Da dentro uno degli stabilimenti abruzzesi della Dayco, un lavoratore racconta cos’è la quotidianità all’interno di una fabbrica che non produce nulla di essenziale: «Le cinghie si cambiano ogni 100mila chilometri, in alcuni casi addirittura ogni 250mila, i magazzini sono pieni e di macchine in circolazione ce ne sono ben poche. Perché dobbiamo venire tutti i giorni?». Sulle condizioni di sicurezza, la testimonianza pure è eloquente: «Ci hanno dato una mascherina di stoffa con degli elastici che nemmeno si reggono sulle orecchie. Poi abbiamo un paio di guanti di lattice al giorno che non possiamo cambiare perché ci hanno detto di averne pochi: se dobbiamo andare in bagno non possiamo nemmeno toglierli perché poi sarebbero inutilizzabili. Poi, per ogni capannone, hanno messo appena un dispenser di disinfettante da un litro…».
A Teramo, intanto, la prefettura ha diffuso i dati delle fabbriche ancora aperte sul territorio provinciale: su 65 aziende, 57 sono autorizzate ad operare, per un totale di 1.630 lavoratori coinvolti. «Non tutti in realtà stanno lavorando – sostengono le segreterie di Fiom e Fim -, perché ci sono aziende che, in maniera corretta, hanno riattivato solo le linee di produzione legate alla gestione dell’emergenza, fermando gli altri lavoratori con la cassa integrazione.

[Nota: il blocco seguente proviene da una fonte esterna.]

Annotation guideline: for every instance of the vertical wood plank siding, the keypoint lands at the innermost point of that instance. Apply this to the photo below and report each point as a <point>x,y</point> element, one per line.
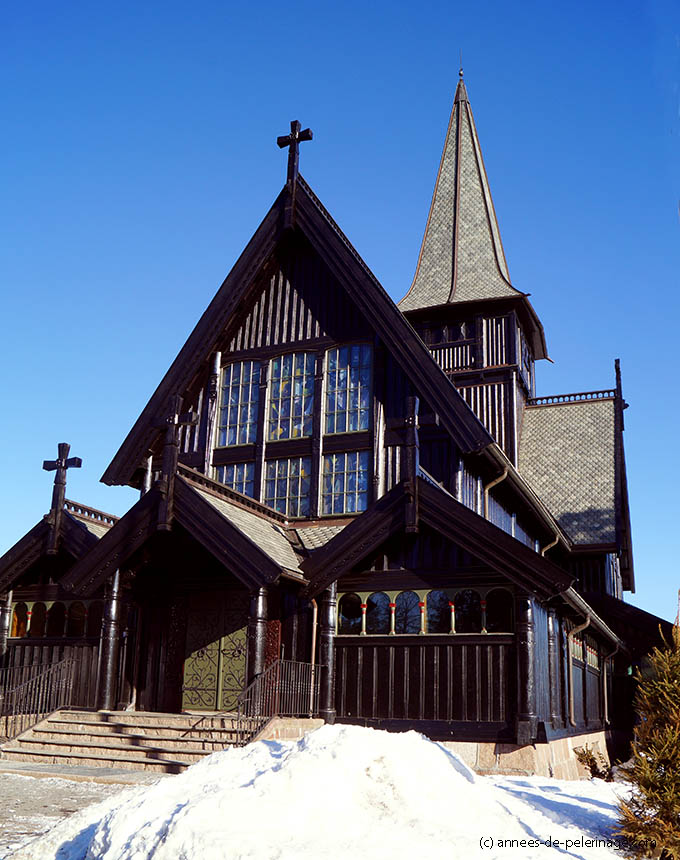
<point>495,341</point>
<point>31,653</point>
<point>467,681</point>
<point>454,357</point>
<point>489,403</point>
<point>300,301</point>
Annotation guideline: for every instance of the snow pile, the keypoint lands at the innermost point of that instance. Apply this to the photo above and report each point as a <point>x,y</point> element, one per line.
<point>343,791</point>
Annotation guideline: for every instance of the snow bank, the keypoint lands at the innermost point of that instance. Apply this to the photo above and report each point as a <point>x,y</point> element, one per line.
<point>341,792</point>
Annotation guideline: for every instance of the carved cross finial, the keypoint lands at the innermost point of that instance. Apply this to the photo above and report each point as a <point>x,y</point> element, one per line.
<point>60,466</point>
<point>292,141</point>
<point>174,419</point>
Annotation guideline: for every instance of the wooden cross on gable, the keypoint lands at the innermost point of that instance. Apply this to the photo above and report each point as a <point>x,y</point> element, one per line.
<point>292,141</point>
<point>60,466</point>
<point>174,419</point>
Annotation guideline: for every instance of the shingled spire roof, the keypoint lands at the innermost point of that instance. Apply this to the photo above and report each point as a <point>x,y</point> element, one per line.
<point>461,258</point>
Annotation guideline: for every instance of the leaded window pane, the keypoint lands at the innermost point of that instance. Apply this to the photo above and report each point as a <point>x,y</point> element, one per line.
<point>348,388</point>
<point>238,476</point>
<point>287,486</point>
<point>438,612</point>
<point>239,403</point>
<point>407,613</point>
<point>349,614</point>
<point>378,613</point>
<point>468,612</point>
<point>291,396</point>
<point>345,483</point>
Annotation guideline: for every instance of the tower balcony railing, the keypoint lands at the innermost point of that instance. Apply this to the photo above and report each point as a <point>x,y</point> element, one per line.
<point>579,397</point>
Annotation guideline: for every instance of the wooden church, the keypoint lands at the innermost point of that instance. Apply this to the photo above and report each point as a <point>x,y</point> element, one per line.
<point>369,494</point>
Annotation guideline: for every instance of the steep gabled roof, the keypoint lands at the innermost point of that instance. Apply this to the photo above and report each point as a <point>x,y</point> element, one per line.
<point>352,274</point>
<point>80,530</point>
<point>439,510</point>
<point>252,547</point>
<point>567,455</point>
<point>461,258</point>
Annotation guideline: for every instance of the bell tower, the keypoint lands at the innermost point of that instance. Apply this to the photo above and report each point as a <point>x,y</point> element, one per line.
<point>482,331</point>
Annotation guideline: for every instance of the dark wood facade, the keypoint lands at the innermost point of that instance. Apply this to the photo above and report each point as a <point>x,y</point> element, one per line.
<point>394,488</point>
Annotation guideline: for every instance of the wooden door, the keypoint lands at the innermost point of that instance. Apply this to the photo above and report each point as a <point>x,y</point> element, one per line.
<point>216,651</point>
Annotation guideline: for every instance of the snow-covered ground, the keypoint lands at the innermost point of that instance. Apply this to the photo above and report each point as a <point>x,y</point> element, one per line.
<point>341,792</point>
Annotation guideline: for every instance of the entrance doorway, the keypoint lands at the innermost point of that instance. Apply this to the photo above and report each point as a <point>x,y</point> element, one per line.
<point>216,650</point>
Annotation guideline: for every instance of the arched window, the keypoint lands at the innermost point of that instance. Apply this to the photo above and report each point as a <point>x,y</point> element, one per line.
<point>349,614</point>
<point>378,613</point>
<point>19,621</point>
<point>468,612</point>
<point>438,612</point>
<point>407,613</point>
<point>56,619</point>
<point>94,618</point>
<point>38,620</point>
<point>499,611</point>
<point>75,626</point>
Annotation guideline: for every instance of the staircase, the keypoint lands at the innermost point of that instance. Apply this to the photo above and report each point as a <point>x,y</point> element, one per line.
<point>164,743</point>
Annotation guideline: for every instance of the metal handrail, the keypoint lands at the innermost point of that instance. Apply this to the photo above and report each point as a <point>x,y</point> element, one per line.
<point>24,705</point>
<point>286,688</point>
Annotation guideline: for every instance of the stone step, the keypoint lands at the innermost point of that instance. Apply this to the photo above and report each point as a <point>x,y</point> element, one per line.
<point>70,734</point>
<point>142,718</point>
<point>58,726</point>
<point>89,760</point>
<point>112,751</point>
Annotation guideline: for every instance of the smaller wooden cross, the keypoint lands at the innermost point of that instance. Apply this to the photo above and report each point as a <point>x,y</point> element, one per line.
<point>60,466</point>
<point>292,141</point>
<point>174,420</point>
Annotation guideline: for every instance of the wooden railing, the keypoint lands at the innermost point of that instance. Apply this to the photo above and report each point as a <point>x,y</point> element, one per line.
<point>287,688</point>
<point>46,688</point>
<point>571,398</point>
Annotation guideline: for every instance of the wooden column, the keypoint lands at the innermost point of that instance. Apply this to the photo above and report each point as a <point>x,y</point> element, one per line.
<point>526,719</point>
<point>554,666</point>
<point>5,624</point>
<point>109,644</point>
<point>328,604</point>
<point>257,633</point>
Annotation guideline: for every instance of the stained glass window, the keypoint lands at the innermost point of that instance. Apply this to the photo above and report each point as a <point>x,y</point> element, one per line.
<point>468,612</point>
<point>238,476</point>
<point>349,614</point>
<point>291,396</point>
<point>239,403</point>
<point>438,612</point>
<point>378,613</point>
<point>407,613</point>
<point>345,483</point>
<point>348,388</point>
<point>287,486</point>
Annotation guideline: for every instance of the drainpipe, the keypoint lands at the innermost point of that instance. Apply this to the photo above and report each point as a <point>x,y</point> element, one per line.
<point>570,673</point>
<point>490,486</point>
<point>605,697</point>
<point>550,545</point>
<point>315,616</point>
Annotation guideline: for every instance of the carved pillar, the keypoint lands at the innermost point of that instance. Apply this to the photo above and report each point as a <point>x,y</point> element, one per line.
<point>257,633</point>
<point>329,600</point>
<point>527,719</point>
<point>109,644</point>
<point>5,624</point>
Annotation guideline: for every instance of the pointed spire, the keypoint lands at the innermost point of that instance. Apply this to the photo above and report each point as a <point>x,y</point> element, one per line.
<point>461,258</point>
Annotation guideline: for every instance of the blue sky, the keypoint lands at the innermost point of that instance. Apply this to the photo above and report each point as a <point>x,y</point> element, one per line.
<point>138,156</point>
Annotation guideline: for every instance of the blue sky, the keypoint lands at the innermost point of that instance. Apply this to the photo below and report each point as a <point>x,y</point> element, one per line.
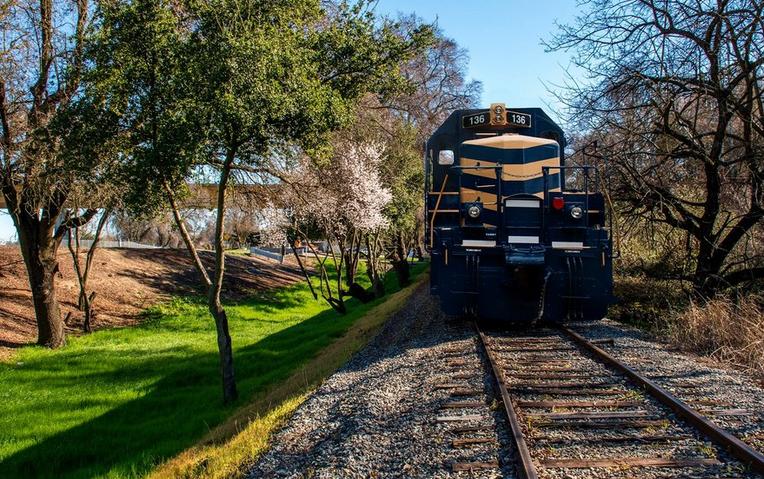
<point>503,38</point>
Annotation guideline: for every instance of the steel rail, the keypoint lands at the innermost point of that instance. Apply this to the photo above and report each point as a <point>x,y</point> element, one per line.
<point>525,468</point>
<point>736,447</point>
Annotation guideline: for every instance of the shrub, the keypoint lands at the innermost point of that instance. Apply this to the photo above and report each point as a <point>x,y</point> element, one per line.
<point>726,329</point>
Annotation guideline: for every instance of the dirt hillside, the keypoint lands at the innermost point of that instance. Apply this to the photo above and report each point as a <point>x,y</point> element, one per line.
<point>126,282</point>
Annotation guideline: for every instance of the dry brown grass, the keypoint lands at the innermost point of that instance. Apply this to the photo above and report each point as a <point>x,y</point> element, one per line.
<point>732,331</point>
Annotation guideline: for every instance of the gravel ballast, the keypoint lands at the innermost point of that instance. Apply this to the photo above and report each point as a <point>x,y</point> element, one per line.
<point>386,414</point>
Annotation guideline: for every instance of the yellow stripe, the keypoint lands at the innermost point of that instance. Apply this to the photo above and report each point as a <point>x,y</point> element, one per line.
<point>481,172</point>
<point>512,141</point>
<point>527,171</point>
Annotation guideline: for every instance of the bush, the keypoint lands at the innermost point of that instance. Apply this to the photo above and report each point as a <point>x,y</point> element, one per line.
<point>726,329</point>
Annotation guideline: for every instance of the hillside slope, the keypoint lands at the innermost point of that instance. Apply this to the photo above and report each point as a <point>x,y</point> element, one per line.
<point>126,282</point>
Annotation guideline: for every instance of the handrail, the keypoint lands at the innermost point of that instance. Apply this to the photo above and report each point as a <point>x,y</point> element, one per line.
<point>435,212</point>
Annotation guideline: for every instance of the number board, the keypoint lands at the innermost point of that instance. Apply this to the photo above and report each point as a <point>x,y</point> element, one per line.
<point>514,118</point>
<point>475,120</point>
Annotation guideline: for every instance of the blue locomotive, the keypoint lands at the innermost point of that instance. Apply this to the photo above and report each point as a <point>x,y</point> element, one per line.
<point>509,237</point>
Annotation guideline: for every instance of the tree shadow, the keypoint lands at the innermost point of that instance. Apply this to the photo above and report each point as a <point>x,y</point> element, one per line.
<point>173,412</point>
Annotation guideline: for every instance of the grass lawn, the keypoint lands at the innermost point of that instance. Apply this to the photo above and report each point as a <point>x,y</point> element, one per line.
<point>118,402</point>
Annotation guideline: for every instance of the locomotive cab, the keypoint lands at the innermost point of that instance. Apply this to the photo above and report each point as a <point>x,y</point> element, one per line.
<point>510,238</point>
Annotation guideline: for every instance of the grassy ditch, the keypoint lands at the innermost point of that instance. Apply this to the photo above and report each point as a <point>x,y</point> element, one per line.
<point>118,403</point>
<point>229,450</point>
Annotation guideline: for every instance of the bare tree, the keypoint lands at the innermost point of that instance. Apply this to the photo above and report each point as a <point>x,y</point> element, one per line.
<point>83,271</point>
<point>44,120</point>
<point>673,99</point>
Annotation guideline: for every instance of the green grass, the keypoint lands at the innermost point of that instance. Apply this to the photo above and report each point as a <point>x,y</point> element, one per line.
<point>118,402</point>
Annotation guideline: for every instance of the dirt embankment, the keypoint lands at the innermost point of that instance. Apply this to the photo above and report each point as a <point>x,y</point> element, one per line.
<point>126,282</point>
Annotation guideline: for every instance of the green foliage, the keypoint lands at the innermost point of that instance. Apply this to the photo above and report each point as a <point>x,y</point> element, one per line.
<point>404,173</point>
<point>118,402</point>
<point>202,80</point>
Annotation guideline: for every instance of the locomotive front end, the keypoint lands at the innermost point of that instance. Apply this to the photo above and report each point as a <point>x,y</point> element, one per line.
<point>508,240</point>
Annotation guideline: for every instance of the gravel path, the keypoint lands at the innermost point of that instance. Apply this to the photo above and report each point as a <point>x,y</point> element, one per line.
<point>675,370</point>
<point>385,414</point>
<point>378,415</point>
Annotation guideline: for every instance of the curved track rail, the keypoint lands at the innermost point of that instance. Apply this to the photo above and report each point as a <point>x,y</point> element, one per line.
<point>537,360</point>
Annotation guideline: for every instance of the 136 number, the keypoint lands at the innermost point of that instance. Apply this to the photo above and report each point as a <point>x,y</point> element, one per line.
<point>518,119</point>
<point>477,120</point>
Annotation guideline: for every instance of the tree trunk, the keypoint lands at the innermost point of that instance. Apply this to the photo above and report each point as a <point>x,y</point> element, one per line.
<point>42,266</point>
<point>186,236</point>
<point>401,264</point>
<point>225,349</point>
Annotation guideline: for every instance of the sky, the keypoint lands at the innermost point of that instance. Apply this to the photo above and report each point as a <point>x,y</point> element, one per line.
<point>503,38</point>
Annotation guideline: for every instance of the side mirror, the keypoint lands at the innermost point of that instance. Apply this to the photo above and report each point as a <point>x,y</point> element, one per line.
<point>446,157</point>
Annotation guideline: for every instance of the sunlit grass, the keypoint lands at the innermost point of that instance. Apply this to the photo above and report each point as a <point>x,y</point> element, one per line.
<point>118,402</point>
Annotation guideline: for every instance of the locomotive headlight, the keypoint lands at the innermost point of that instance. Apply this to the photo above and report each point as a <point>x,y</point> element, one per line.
<point>576,212</point>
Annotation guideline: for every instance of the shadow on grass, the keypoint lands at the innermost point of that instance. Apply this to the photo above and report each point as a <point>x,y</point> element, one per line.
<point>171,413</point>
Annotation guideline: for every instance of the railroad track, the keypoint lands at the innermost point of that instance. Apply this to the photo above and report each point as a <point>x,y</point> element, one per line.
<point>573,409</point>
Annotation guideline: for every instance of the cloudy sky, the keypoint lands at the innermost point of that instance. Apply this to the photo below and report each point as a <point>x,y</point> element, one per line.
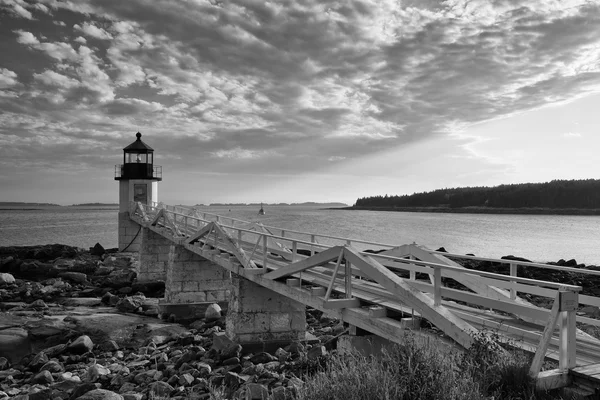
<point>302,100</point>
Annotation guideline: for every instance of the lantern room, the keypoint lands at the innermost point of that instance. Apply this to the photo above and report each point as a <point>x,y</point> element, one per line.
<point>138,162</point>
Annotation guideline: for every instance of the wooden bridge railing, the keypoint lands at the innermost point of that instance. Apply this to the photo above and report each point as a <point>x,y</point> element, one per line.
<point>272,251</point>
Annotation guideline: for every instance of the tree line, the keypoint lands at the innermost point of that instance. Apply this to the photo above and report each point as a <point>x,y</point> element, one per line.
<point>582,194</point>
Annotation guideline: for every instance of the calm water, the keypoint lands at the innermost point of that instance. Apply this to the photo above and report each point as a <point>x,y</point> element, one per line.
<point>536,237</point>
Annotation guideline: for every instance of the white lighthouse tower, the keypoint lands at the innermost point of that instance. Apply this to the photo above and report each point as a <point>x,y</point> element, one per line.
<point>138,181</point>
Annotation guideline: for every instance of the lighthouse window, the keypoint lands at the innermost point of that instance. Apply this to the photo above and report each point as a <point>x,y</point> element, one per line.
<point>137,158</point>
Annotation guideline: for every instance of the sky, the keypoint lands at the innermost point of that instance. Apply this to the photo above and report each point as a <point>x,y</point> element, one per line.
<point>293,101</point>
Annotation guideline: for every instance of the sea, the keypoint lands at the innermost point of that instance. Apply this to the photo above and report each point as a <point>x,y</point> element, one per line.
<point>540,238</point>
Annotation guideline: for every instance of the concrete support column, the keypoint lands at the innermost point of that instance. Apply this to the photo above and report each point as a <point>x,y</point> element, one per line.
<point>192,283</point>
<point>192,278</point>
<point>259,316</point>
<point>129,233</point>
<point>154,256</point>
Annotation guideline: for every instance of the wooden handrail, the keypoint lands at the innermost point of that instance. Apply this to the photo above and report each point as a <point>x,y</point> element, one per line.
<point>399,260</point>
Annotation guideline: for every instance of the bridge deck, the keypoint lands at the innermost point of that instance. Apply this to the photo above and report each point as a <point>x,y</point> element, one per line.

Molte altre, al contrario, stanno approfittando di questa opportunità per tenere attivi interi stabilimenti industriali in cui le produzioni per l’emergenza sono residuali». Molto dipende dalla prefettura, chiamata a chiarire come interpretare il decreto, ma a regnare è la confusione. «Abbiamo chiesto più volte alla prefettura di intervenire su comparti e aziende in cui si registra una lettura ed una pratica troppo estensiva delle norme – dicono ancora i sindacati -, ma non sono arrivate comunicazioni né sulle aziende che hanno proseguito l’attività, né sulle argomentazioni che possano giustificare quella prosecuzione. Così come non abbiamo riscontro sulle azioni di controllo e prevenzione della sicurezza che si stanno svolgendo nel territorio». A preoccupare ci sono anche tante ditte non sindacalizzate: in provincia di Teramo, negli ultimi anni, si è registrata una grande crescita di aziende del comparto tecnologico in cui i sindacati non sono mai riusciti letteralmente a mettere piede.